Wednesday, April 3, 2013

Book Review: The Big Bang

By Jami Deise

It’s one of the symbols of the American Dream: The big house in the suburbs. The yard is perfect; the neighbors are friendly (and they look just us!); the public schools are highly rated, and all the children are above average. But in fiction – be it movies (The Stepford Wives), TV (Desperate Housewives), music (Volvo Driving Soccer Mom) and books – the serenity of the suburbs is a mirage, hiding a forced conformity, hypocrisy and downright evil.

Linda Joffe Hull’s novel The Big Bang is the latest contribution to this sub-genre, focusing on the planned community of Melody Mountain Ranch in Colorado. Every chapter begins with a relevant code from the covenants of the community’s home owner’s association (HOA), which runs day-to-day life in the town with an almost voyeuristic interest. Homeowners get notices and fines, for instance, if they plant the wrong type of grass on their lawns.

The novel centers around beautiful interior designer Hope Jordan, desperate to get pregnant by a husband who’s more preoccupied with his job than making Hope’s motherhood dreams come true; Frank Griffin, the HOA president and a minister who has used his position in the HOA for a land grab centered around the new playground; Will Pierce-Cohn, a stay-at-home dad and HOA board member who opposes Frank’s plan for the new playground; and Tim Trautman, the community’s newest member whose wife is expanding their family of four to a family of six. The cast also includes Frank’s wife Maryellen, a henpecked woman with an eating disorder, and his teenage daughter Eva, a would-be witch. Real estate agent/sex toy seller/secret lesbian Laney Estridge also plays an important role. The three men, while all married fathers, all lust after Hope, and after they all unwittingly eat hash brownies at a neighborhood party, Hope becomes pregnant after spending time with each man. If only she could remember what happened that night, she might have an idea who fathered her baby.

Frank’s playground, and Will’s opposition, also play an important role in the novel. Frank and Will both covet Hope’s backing, and while she signs Will’s petition, she also takes a role in helping Frank plan it. The playground becomes a metaphor for the hypocrisy and underlying rot of the neighborhood, and when it develops a sinkhole, the message is clear.

Hull writes the novel in the point-of-view of each main character, while remaining in third person. Her ability to differentiate among voices is impressive – Eva’s teenage rebellion contrasts strongly with her mother’s passivity – but some of the character worlds she creates are uncomfortable. Frank, Will and Tim all plot to screw Hope, and reading their thoughts is distasteful. Tim is a master manipulator, Frank a hypocrite, and Will is so angry when Hope works on the playground that he refers to her in his thoughts as “Bitch.”

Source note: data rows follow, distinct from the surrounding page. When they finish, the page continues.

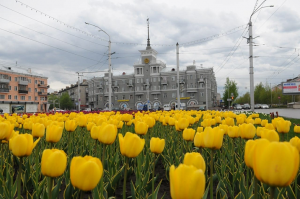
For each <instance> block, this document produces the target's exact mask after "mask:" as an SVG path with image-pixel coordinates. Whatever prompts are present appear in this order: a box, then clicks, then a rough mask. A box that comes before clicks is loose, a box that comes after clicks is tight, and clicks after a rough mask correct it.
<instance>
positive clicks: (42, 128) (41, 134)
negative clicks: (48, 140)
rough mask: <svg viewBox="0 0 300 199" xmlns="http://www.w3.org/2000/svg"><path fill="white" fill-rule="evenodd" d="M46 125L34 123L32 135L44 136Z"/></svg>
mask: <svg viewBox="0 0 300 199" xmlns="http://www.w3.org/2000/svg"><path fill="white" fill-rule="evenodd" d="M44 135H45V125H44V124H40V123H35V124H32V136H33V137H44Z"/></svg>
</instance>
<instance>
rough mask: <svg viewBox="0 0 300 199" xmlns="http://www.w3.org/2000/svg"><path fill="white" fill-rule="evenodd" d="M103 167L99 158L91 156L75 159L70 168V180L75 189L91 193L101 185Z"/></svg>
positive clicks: (70, 166)
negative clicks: (98, 185)
mask: <svg viewBox="0 0 300 199" xmlns="http://www.w3.org/2000/svg"><path fill="white" fill-rule="evenodd" d="M102 174H103V166H102V163H101V161H100V160H99V159H98V158H94V157H91V156H85V157H79V156H78V157H74V158H73V159H72V161H71V166H70V178H71V183H72V185H73V186H74V187H76V188H78V189H80V190H82V191H91V190H92V189H94V188H95V187H96V186H97V184H98V183H99V181H100V179H101V177H102Z"/></svg>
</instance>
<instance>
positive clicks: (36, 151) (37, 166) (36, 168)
mask: <svg viewBox="0 0 300 199" xmlns="http://www.w3.org/2000/svg"><path fill="white" fill-rule="evenodd" d="M35 150H36V152H35V182H36V186H38V183H39V152H40V149H39V143H38V144H37V146H36V149H35Z"/></svg>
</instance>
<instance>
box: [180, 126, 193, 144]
mask: <svg viewBox="0 0 300 199" xmlns="http://www.w3.org/2000/svg"><path fill="white" fill-rule="evenodd" d="M194 136H195V130H194V129H191V128H186V129H184V130H183V133H182V137H183V139H184V140H186V141H193V140H194Z"/></svg>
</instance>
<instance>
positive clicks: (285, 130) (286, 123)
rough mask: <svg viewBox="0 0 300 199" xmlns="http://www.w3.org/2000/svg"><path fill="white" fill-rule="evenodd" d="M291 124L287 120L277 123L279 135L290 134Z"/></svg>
mask: <svg viewBox="0 0 300 199" xmlns="http://www.w3.org/2000/svg"><path fill="white" fill-rule="evenodd" d="M290 126H291V122H290V121H286V120H280V121H278V122H277V123H276V128H277V132H278V133H288V132H289V131H290Z"/></svg>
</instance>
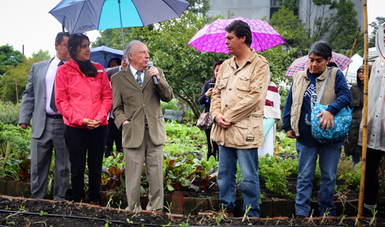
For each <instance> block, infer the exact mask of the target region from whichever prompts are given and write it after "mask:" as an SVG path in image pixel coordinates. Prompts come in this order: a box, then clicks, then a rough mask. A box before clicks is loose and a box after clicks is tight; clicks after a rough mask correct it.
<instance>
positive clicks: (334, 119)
mask: <svg viewBox="0 0 385 227" xmlns="http://www.w3.org/2000/svg"><path fill="white" fill-rule="evenodd" d="M330 71H331V70H329V72H328V74H327V76H326V78H325V81H324V82H323V84H322V87H321V91H320V93H319V95H318V98H317V102H316V104H315V105H314V108H313V110H312V112H311V134H312V136H313V137H314V138H315V139H316V140H318V141H319V142H321V143H332V142H337V141H342V140H344V137H345V136H346V134H347V133H348V132H349V130H350V125H351V124H352V119H353V117H352V111H353V110H352V109H351V108H349V107H348V106H347V107H344V108H342V109H341V110H340V112H338V113H337V114H336V115H335V116H334V120H333V121H334V128H332V127H329V130H328V131H326V127H325V130H322V125H321V127H318V124H319V121H320V120H321V117H316V116H317V115H318V114H320V113H321V112H322V111H324V110H326V108H327V107H328V105H322V104H320V101H321V98H322V94H323V91H324V89H325V85H326V81H327V79H328V77H329V73H330Z"/></svg>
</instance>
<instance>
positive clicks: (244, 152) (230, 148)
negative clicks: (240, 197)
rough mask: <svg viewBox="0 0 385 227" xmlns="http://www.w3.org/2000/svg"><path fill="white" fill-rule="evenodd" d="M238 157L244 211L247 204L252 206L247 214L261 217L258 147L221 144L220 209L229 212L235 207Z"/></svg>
mask: <svg viewBox="0 0 385 227" xmlns="http://www.w3.org/2000/svg"><path fill="white" fill-rule="evenodd" d="M237 159H238V160H239V166H240V167H241V172H242V180H241V192H242V197H243V212H245V210H246V206H251V208H250V210H249V212H248V213H247V216H249V217H259V216H260V210H259V175H258V148H253V149H236V148H231V147H224V146H219V166H218V185H219V199H220V200H221V202H222V203H221V204H219V209H221V208H222V207H223V209H226V211H227V212H233V210H234V208H235V189H236V187H237V185H236V174H237Z"/></svg>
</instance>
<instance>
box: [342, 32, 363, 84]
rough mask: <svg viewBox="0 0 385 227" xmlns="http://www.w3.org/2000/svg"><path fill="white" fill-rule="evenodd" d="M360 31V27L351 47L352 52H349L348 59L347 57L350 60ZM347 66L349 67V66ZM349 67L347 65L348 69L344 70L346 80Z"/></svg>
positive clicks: (349, 64) (348, 69) (352, 54)
mask: <svg viewBox="0 0 385 227" xmlns="http://www.w3.org/2000/svg"><path fill="white" fill-rule="evenodd" d="M360 30H361V27H359V28H358V30H357V34H356V38H355V39H354V43H353V47H352V52H350V57H349V58H350V59H352V55H353V51H354V47H355V46H356V42H357V37H358V34H360ZM349 65H350V64H349ZM349 65H348V67H347V68H346V73H345V78H346V76H347V75H348V71H349Z"/></svg>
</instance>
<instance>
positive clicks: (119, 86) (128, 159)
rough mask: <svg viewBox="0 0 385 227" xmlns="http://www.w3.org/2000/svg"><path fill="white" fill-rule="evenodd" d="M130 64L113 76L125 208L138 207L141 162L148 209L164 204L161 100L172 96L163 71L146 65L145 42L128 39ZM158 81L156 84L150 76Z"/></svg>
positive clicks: (163, 133) (132, 207)
mask: <svg viewBox="0 0 385 227" xmlns="http://www.w3.org/2000/svg"><path fill="white" fill-rule="evenodd" d="M125 56H126V57H128V59H129V61H130V64H129V65H128V67H126V68H124V69H123V70H121V71H120V72H118V73H117V74H115V75H114V76H113V77H112V78H111V81H112V90H113V108H114V115H115V124H116V126H117V127H118V128H119V129H121V130H122V145H123V152H124V158H125V162H126V194H127V203H128V206H127V208H126V209H127V210H130V211H140V210H141V209H142V208H141V206H140V180H141V179H140V178H141V176H142V171H143V164H144V163H146V175H147V178H148V182H149V185H150V191H149V202H148V204H147V207H146V209H147V210H156V211H162V208H163V144H164V143H166V141H167V137H166V127H165V122H164V118H163V114H162V108H161V106H160V100H162V101H165V102H168V101H170V100H171V99H172V98H173V92H172V88H171V87H170V86H169V85H168V83H167V81H166V78H165V76H164V75H163V71H162V70H161V69H159V68H156V67H153V66H152V67H150V68H147V62H148V61H149V58H150V56H149V54H148V49H147V47H146V45H145V44H144V43H142V42H140V41H137V40H134V41H131V42H130V43H129V44H128V45H127V48H126V50H125ZM152 77H155V79H156V81H157V82H158V84H157V85H155V83H154V81H153V78H152Z"/></svg>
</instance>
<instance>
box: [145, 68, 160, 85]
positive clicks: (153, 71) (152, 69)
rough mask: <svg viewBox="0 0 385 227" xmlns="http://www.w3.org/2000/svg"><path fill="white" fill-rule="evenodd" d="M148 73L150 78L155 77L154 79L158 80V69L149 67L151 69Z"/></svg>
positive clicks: (158, 73) (158, 72) (159, 78)
mask: <svg viewBox="0 0 385 227" xmlns="http://www.w3.org/2000/svg"><path fill="white" fill-rule="evenodd" d="M148 73H149V74H150V76H151V77H152V76H156V79H157V80H158V82H159V80H160V76H159V71H158V68H156V67H154V66H151V68H150V69H149V70H148Z"/></svg>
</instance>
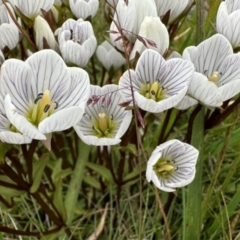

The novel speeds along on a collision course not only with Hope and the men, but also with the playground and the homes in the neighborhood. The ending is an appropriate conclusion to all the story lines that Hull set in motion.

While reading The Big Bang, I was grateful that the HOA on which I served for ten years was more preoccupied with the one or two homeowners who refused to adhere to the community’s architectural requirements than with all the rules and regulations that the Melody Mountain Ranch board members have to deal with. With its structure and plot lines, though, I was expecting a funnier book. The novel should be a satire, but the characters are too sad, bitter or manipulative to be funny. This may make them a lot more similar to our actual neighbors than readers may feel comfortable with. It is hard to laugh at the picture the author draws when the picture may in fact be a mirror.

Thanks to Tyrus Books for the book in exchange for an honest review.